Described pharmaceutical composition also comprises pharmaceutically acceptable carrier.
Described pharmaceutical composition adds customary adjuvant, conveniently technique and makes clinical acceptable tablet, capsule, soft capsule, oral solutions, powder, drop pill, granule or injection.
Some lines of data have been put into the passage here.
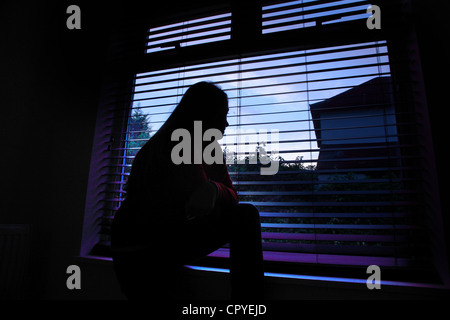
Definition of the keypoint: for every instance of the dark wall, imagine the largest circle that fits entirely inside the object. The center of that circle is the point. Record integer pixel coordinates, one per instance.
(50, 81)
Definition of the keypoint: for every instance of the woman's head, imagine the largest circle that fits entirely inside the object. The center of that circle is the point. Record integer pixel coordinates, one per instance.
(203, 101)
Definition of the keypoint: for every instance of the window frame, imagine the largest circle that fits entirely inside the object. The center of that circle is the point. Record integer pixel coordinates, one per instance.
(245, 41)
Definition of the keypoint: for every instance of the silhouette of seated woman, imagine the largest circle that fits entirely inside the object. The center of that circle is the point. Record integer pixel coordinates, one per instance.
(174, 214)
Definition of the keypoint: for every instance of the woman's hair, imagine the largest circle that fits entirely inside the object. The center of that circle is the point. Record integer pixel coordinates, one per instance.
(200, 102)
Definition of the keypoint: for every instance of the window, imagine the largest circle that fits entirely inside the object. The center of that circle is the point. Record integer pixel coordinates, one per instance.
(309, 13)
(348, 189)
(187, 33)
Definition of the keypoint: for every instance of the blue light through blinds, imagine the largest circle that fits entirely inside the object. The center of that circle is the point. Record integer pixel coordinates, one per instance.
(188, 33)
(344, 193)
(311, 13)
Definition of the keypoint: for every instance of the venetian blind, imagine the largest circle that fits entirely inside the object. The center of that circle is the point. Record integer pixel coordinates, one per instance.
(346, 187)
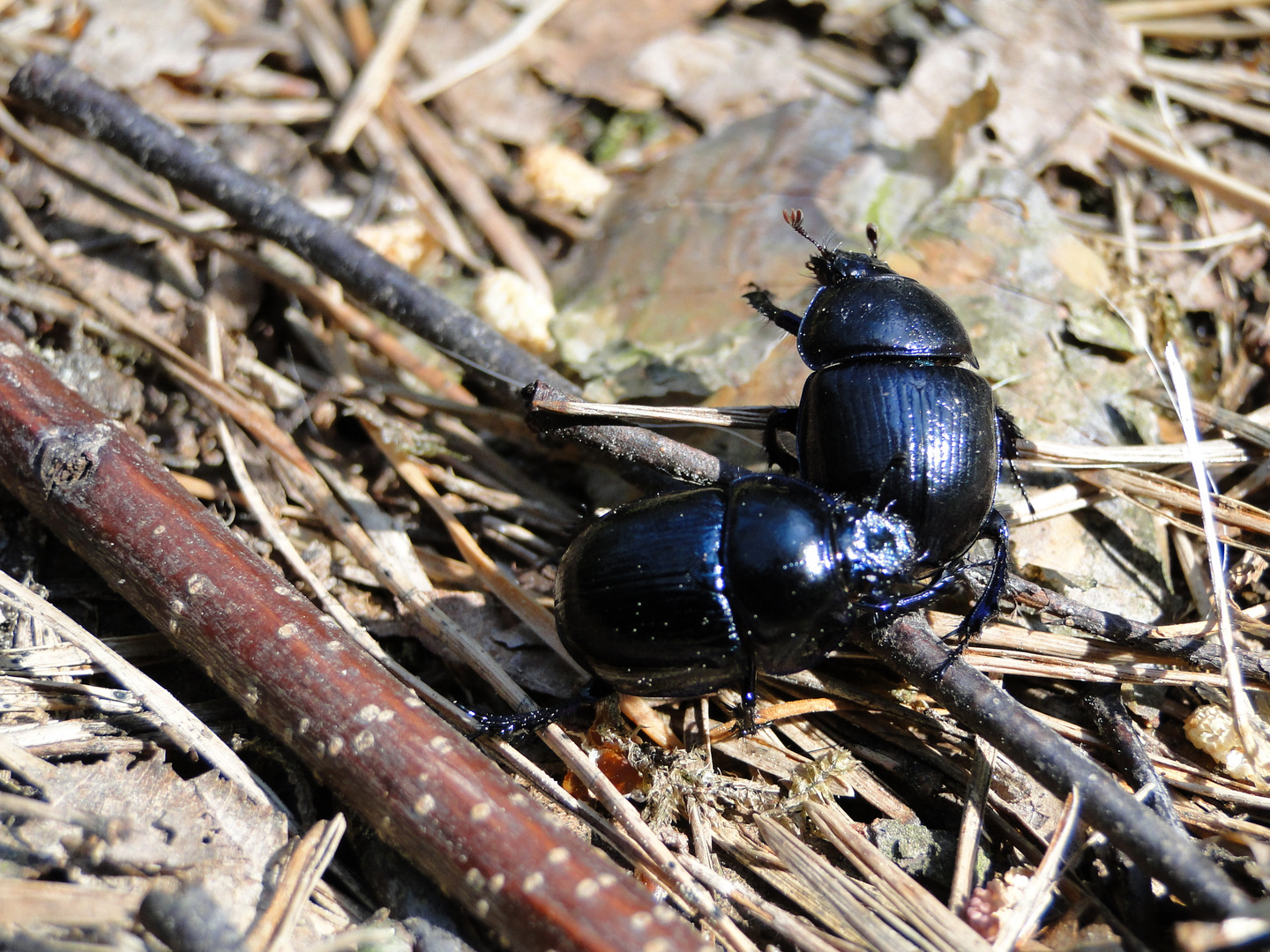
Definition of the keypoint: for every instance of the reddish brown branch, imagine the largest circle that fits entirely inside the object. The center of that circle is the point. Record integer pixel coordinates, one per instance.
(419, 784)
Described hyperuricemia comprises the gout and gout complication that hyperuricemia causes.
Described gout complication comprises gouty arthritis, gouty nephropathy, lithangiuria or cardiovascular disease.
The invention has the advantages that:
Ellagic acid compounds of the present invention not only demonstrates stronger In-vitro Inhibitory Effect to xanthine oxidase, also can obviously reduce the serum uric acid level suffering from hyperuricemia mice, and have no side effect, safety is high, therefore can be used as the treatment of gout that potential xanthine oxidase inhibitor and uric acid resisting medicine cause for hyperuricemia and hyperuricemia or gout complication.More outstanding, the in vitro and in vivo active function of ellagic acid compounds of the present invention is all significantly better than several ellagic acid and the derivant of bibliographical information.
Detailed description of the invention
In order to make object of the present invention, technical scheme and advantage clearly understand, below in conjunction with embodiment, the present invention is further elaborated.Should be appreciated that specific embodiment described herein only in order to explain the present invention, be not intended to limit the present invention.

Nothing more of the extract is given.